How I built a scraper to measure activity of MPs

October 03, 2016

When the president of the parliament states that there are some MPs “doing nothing” you know what to do as a data journalist: you turn to the numbers. This is how I did that and how I got a scatter plot in a printed paper and an interactive one online.

The data

I knew that the Flemish parliament has a strong open data policy and publishes all parliamentary activities of the members of parliament, so I decided to check out their API. But the API proved to be a bit difficult for me:

To get the info I was interested in, I had to make a lot of API calls, store the results and make a lot of other API calls.
The response file formats are json and xml. I don’t have a lot of experience getting data out of these formats and this proved to be challenging.

After a while I gave up on the API, the xml’s and the json’s and I decided to just scrape the website instead.
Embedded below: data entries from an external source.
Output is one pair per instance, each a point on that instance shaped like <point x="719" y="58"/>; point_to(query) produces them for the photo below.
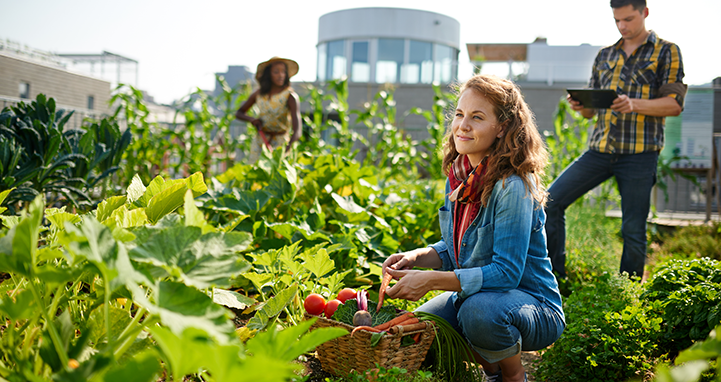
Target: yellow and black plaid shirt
<point x="655" y="63"/>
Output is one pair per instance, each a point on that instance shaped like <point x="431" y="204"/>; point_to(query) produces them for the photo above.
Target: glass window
<point x="322" y="56"/>
<point x="390" y="60"/>
<point x="24" y="90"/>
<point x="445" y="64"/>
<point x="360" y="69"/>
<point x="336" y="64"/>
<point x="419" y="68"/>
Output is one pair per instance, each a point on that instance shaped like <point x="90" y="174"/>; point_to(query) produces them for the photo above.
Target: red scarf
<point x="466" y="183"/>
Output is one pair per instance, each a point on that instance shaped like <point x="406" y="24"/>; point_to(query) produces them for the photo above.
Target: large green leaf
<point x="272" y="308"/>
<point x="198" y="260"/>
<point x="319" y="263"/>
<point x="190" y="352"/>
<point x="290" y="343"/>
<point x="156" y="185"/>
<point x="95" y="242"/>
<point x="193" y="216"/>
<point x="107" y="206"/>
<point x="58" y="217"/>
<point x="196" y="184"/>
<point x="119" y="320"/>
<point x="180" y="307"/>
<point x="22" y="306"/>
<point x="18" y="248"/>
<point x="244" y="202"/>
<point x="166" y="201"/>
<point x="232" y="299"/>
<point x="144" y="367"/>
<point x="136" y="189"/>
<point x="122" y="217"/>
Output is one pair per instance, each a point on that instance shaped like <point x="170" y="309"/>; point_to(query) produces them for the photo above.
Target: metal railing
<point x="75" y="121"/>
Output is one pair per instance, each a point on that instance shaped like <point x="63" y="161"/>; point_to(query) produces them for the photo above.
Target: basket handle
<point x="400" y="329"/>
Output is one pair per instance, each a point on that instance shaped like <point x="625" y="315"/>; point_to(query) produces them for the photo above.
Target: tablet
<point x="593" y="98"/>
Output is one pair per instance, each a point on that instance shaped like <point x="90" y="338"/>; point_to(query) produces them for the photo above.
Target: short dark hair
<point x="638" y="5"/>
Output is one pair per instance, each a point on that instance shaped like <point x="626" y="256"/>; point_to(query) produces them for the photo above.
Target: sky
<point x="181" y="44"/>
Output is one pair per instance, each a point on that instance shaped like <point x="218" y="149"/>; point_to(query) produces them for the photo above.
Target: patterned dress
<point x="277" y="124"/>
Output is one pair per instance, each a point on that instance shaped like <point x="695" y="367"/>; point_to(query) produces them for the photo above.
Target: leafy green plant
<point x="35" y="152"/>
<point x="605" y="339"/>
<point x="689" y="292"/>
<point x="86" y="295"/>
<point x="592" y="246"/>
<point x="431" y="159"/>
<point x="694" y="361"/>
<point x="386" y="145"/>
<point x="148" y="154"/>
<point x="206" y="141"/>
<point x="394" y="374"/>
<point x="691" y="242"/>
<point x="567" y="142"/>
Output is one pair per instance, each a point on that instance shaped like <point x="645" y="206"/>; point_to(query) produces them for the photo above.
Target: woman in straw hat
<point x="278" y="108"/>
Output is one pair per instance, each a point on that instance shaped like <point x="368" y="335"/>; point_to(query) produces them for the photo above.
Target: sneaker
<point x="498" y="377"/>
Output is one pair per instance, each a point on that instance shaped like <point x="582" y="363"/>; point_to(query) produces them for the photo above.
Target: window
<point x="24" y="90"/>
<point x="360" y="69"/>
<point x="444" y="64"/>
<point x="336" y="60"/>
<point x="322" y="57"/>
<point x="390" y="60"/>
<point x="419" y="68"/>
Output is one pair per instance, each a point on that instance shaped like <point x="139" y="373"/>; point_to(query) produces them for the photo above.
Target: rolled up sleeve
<point x="442" y="248"/>
<point x="513" y="220"/>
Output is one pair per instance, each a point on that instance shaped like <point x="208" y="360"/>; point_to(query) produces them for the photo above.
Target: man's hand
<point x="577" y="106"/>
<point x="623" y="104"/>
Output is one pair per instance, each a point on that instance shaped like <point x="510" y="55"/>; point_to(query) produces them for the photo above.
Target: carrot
<point x="417" y="337"/>
<point x="412" y="320"/>
<point x="368" y="328"/>
<point x="382" y="292"/>
<point x="395" y="321"/>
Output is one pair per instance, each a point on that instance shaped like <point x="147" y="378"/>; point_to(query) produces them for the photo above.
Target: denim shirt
<point x="504" y="248"/>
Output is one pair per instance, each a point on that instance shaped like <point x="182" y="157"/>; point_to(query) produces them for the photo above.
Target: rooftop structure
<point x="388" y="45"/>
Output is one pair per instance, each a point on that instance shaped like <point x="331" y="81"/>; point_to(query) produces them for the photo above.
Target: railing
<point x="75" y="122"/>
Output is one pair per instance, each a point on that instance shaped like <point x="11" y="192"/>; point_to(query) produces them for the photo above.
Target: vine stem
<point x="54" y="336"/>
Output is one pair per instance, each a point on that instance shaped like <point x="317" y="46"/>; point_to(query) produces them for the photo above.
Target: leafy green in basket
<point x="345" y="312"/>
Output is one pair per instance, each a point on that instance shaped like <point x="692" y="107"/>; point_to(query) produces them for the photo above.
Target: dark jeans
<point x="635" y="175"/>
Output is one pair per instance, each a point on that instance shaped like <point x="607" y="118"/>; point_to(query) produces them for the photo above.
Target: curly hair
<point x="520" y="150"/>
<point x="265" y="81"/>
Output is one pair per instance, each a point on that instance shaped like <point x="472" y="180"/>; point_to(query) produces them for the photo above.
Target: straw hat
<point x="292" y="66"/>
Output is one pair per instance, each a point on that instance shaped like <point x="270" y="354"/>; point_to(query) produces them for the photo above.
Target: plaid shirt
<point x="655" y="63"/>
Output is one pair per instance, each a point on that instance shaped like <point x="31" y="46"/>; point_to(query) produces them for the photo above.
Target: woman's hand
<point x="412" y="284"/>
<point x="404" y="260"/>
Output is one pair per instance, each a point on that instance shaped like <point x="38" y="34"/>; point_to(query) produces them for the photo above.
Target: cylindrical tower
<point x="388" y="45"/>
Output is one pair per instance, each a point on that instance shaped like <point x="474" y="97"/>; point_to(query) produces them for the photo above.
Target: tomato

Luckily, the website is very well structured and contains all the information I wanted in a very structured way.

I used the rvest R package for scraping. I took some time in the summer to learn R and some of its useful packages. I’m very glad I did that: it is paying off already.

What the scraper does (you can find all the code at the bottom of this page):

It visits the page where all the MPs are listed and stores their names, the party they belong to and the urls of their personal profile pages.
It then goes to all the profile pages and collects the urls to the pages where the activity of the MPs are listed (questions they asked, things they said in parliament and proposals they made).
It then changes a parameter in these url’s to filter out the activity of only the current term.
It visits the urls with the filter and gets the number of activities listed on these pages.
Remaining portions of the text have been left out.